There’s a lot of different thought regarding Brazilian Jiu-Jitsu and whether or not there should be tests or evaluations prior to advancing to the next belt. For years I didn’t do it – thinking that “belt tests” were for Karate and Taekwondo. Instead, I’d use my own observations in class and competition to be the measuring stick for each student’s advancement. However, after joining the Caio Terra Association in 2013 and having a brief conversation with Professor Caio, my mind completely changed on the subject.
I had always viewed belt testing as evil, something that was used as an extra way to make money off of students. I’ve always been of the opinion that if a student commits to me for 2-3 years and puts in the work and dedication to get to that level, the belt’s on me.
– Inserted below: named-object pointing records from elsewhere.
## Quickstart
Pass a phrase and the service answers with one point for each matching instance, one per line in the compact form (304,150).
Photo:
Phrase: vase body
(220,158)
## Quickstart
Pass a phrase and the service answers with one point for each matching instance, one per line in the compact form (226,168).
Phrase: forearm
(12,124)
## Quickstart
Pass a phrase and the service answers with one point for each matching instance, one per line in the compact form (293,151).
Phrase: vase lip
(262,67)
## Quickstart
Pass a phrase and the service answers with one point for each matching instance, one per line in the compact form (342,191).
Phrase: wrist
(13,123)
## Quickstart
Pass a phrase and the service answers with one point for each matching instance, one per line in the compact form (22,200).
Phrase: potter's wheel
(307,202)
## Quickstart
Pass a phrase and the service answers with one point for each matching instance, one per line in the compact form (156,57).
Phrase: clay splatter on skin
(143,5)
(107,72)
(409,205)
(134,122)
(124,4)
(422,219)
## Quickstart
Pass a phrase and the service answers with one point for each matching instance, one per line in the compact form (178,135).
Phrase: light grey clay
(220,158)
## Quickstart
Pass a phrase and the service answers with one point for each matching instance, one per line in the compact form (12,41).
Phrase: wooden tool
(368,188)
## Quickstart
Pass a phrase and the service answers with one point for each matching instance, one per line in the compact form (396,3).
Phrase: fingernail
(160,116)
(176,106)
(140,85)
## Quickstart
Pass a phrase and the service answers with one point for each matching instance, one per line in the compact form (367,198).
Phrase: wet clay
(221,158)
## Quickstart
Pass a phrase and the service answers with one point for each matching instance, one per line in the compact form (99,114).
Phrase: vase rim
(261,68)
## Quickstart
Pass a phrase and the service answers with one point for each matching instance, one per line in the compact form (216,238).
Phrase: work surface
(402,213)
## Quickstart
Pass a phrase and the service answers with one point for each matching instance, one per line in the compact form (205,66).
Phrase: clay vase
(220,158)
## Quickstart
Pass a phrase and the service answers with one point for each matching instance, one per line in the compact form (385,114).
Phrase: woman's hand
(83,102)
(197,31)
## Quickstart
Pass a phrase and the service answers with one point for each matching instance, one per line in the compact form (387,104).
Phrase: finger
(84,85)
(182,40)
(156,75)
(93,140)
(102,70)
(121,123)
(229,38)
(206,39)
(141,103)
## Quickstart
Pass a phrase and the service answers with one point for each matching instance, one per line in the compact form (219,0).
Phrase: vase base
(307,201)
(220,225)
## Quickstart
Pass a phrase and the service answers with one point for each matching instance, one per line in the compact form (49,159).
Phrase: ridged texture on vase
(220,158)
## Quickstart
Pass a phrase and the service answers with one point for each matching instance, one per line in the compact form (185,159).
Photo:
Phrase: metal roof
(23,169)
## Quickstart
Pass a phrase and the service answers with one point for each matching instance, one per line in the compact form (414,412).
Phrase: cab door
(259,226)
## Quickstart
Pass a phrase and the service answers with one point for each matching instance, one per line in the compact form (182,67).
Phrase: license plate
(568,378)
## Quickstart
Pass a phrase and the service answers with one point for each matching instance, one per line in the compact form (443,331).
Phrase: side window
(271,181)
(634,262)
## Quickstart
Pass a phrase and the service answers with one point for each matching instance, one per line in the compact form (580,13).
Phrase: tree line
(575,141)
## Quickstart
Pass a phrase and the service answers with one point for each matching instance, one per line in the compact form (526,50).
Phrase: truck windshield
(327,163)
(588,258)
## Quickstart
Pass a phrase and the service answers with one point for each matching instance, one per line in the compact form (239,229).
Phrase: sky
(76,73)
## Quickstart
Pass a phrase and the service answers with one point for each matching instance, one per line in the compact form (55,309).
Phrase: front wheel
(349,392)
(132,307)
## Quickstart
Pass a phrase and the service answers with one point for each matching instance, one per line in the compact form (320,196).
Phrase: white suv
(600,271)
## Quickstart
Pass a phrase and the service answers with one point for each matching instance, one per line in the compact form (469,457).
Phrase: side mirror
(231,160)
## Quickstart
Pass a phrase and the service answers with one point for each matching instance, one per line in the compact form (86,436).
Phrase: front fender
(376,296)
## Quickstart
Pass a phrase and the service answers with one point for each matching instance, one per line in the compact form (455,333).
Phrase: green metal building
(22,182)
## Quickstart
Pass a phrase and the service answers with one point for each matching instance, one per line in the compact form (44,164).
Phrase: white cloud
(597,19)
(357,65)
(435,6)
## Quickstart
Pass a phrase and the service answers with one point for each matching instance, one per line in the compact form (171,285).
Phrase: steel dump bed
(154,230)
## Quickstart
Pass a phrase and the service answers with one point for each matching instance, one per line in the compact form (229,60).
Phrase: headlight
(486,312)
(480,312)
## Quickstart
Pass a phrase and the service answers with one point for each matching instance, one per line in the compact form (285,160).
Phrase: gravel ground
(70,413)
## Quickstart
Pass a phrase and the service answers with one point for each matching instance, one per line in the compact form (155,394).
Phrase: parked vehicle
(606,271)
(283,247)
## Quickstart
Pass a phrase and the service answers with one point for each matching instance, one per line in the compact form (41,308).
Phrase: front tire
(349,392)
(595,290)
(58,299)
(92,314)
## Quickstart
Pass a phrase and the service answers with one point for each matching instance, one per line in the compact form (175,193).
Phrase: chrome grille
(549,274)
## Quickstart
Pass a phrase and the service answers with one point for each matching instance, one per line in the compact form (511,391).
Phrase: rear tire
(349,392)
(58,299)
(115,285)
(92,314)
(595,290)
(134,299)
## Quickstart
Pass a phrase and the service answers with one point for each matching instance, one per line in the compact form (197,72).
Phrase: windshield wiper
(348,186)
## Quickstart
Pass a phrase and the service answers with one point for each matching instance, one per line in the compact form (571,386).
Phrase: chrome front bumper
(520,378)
After talking with Professor, I learned that testing wasn’t just something that I should be doing, it was something that I NEEDED to be doing.
For starters, the test gives me (as the Professor) the opportunity to see what I normally don’t get to. As I roll with my students, and still observe them when I’m not, it’s common to only see a student’s “A-Game.” If I have a smash-style top player, I still need to know that they can execute the fundamentals of closed guard. Although a student may have an incredible Lasso Guard, I still need to know that they can defend an Americana when mounted.
More importantly, the test is used as motivation. As a student, if you know that there are going to be testing periods every six months, you’re FAR more likely to pay attention during instruction and utilize your drilling time to the fullest. Through the repetition to LEARN the technique, you get the natural byproduct of a higher level of Jiu-Jitsu as a result.
That is why we test…so that we can evolve. OSS.